離職証明書などの書き方については、厚生労働省の「雇用保険事務手続きの手引き(令和2年8月版)」で、詳しく案内されていますので、該当箇所を抜粋して紹介します。
雇用保険被保険者「離職証明書」
⑬「備考」
・離職日が令和2年8月1日以降であって、⑨欄の日数が11日以上の完全月(例:8月18日~9
月17日)が12か月以上(高年齢被保険者及び短期雇用特例被保険者の場合は6か月以上)ない場
合、または、⑪欄の日数が11日以上の完全月が6か月ない場合は、⑨欄及び⑪欄の基礎日数が10日以下の期間について、当該期間における賃金支払の基礎となった時間数を記入してください。
つまりは、こういうことです。
雇用保険被保険者「休業開始時賃金月額証明書」
⑫「備考」
・休業開始日が令和2年8月1日以降であって、⑨欄の基礎日数が11日以上の月が12か月以上ない場合、または、⑪欄基礎日数が11日以上の完全月が6か月ない場合は、⑨欄及び⑪欄の基礎日数が10日以下の期間について、当該期間における賃金支払の基礎となった時間数を記入してください。
つまりは、こういうことです。
雇用保険被保険者「六十歳到達時等賃金証明書」
⑬「備考」
・60歳に到達した日が令和2年8月1日以降であって、⑨欄及び⑪欄の賃金支払基礎日数が11日以上の完全月が6か月ない場合は、⑨欄及び⑪欄の基礎日数が10日以下の期間について、当該期間における賃金支払の基礎となった時間数を記入してください。
つまりは、こういうことです。
まとめ
今回の失業等給付(失業保険や育児・介護休業給付など)を受けるために必要な「被保険者期間」の算定方法の改定ですが、該当する人は少ないと思います。
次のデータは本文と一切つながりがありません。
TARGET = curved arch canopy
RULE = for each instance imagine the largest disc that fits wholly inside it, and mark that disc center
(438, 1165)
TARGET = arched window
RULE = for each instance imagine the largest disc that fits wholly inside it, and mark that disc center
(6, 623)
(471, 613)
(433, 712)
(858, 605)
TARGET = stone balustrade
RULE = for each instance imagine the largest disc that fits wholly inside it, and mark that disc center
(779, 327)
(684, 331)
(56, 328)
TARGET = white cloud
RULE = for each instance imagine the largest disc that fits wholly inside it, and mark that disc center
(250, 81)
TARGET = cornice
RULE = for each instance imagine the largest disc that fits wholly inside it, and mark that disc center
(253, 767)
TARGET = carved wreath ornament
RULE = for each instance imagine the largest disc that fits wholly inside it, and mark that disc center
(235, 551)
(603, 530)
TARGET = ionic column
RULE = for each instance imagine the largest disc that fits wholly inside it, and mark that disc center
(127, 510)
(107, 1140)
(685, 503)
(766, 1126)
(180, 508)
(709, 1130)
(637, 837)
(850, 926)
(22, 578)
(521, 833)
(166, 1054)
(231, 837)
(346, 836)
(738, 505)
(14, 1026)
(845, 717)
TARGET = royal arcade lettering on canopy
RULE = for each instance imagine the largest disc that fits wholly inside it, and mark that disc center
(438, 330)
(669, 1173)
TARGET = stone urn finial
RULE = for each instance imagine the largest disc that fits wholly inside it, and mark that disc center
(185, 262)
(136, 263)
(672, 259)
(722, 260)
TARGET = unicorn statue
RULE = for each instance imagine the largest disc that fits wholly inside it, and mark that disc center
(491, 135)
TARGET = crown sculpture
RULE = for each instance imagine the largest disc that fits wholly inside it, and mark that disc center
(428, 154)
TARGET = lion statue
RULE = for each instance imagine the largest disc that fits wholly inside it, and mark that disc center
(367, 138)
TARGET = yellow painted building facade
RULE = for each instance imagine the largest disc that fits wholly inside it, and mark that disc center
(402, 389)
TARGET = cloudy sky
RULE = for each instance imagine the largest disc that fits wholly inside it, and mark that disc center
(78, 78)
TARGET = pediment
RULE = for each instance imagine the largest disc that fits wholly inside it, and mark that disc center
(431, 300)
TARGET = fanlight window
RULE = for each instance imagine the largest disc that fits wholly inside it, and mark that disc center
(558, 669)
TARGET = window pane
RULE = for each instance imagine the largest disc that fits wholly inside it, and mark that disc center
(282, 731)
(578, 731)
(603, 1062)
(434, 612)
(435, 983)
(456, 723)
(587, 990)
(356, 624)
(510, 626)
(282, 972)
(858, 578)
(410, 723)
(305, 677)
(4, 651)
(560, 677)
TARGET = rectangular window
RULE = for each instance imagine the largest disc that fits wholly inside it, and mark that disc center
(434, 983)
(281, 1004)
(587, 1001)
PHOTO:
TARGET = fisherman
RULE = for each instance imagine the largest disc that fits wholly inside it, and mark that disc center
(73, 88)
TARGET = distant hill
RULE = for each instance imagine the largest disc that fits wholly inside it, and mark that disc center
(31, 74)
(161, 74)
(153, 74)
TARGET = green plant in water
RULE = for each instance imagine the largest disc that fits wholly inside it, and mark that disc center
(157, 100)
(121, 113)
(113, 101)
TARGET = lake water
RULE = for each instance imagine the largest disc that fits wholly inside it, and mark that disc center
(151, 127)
ただ、欠勤(給与が控除される)が多い人や非常勤で働いている人の場合、「被保険者期間」を労働時間数で計算することで、失業保険や育児・介護休業給付を受けられるというケースが出てくるかもしれません。
給付を受けられるかどうかは、すっごく大きな問題ですので、
「出勤日数的に、受給資格が厳しいかも!?」
という人は、労働時間のチェックをしておくことがオススメします。
また、仕事で社会保険手続きを担当しているなら、事前に、職員さんへ案内してあげたほうが親切かなと思います。
退職や育休の申し出があったときなどに。
最後までお読みいただき、ありがとうございます。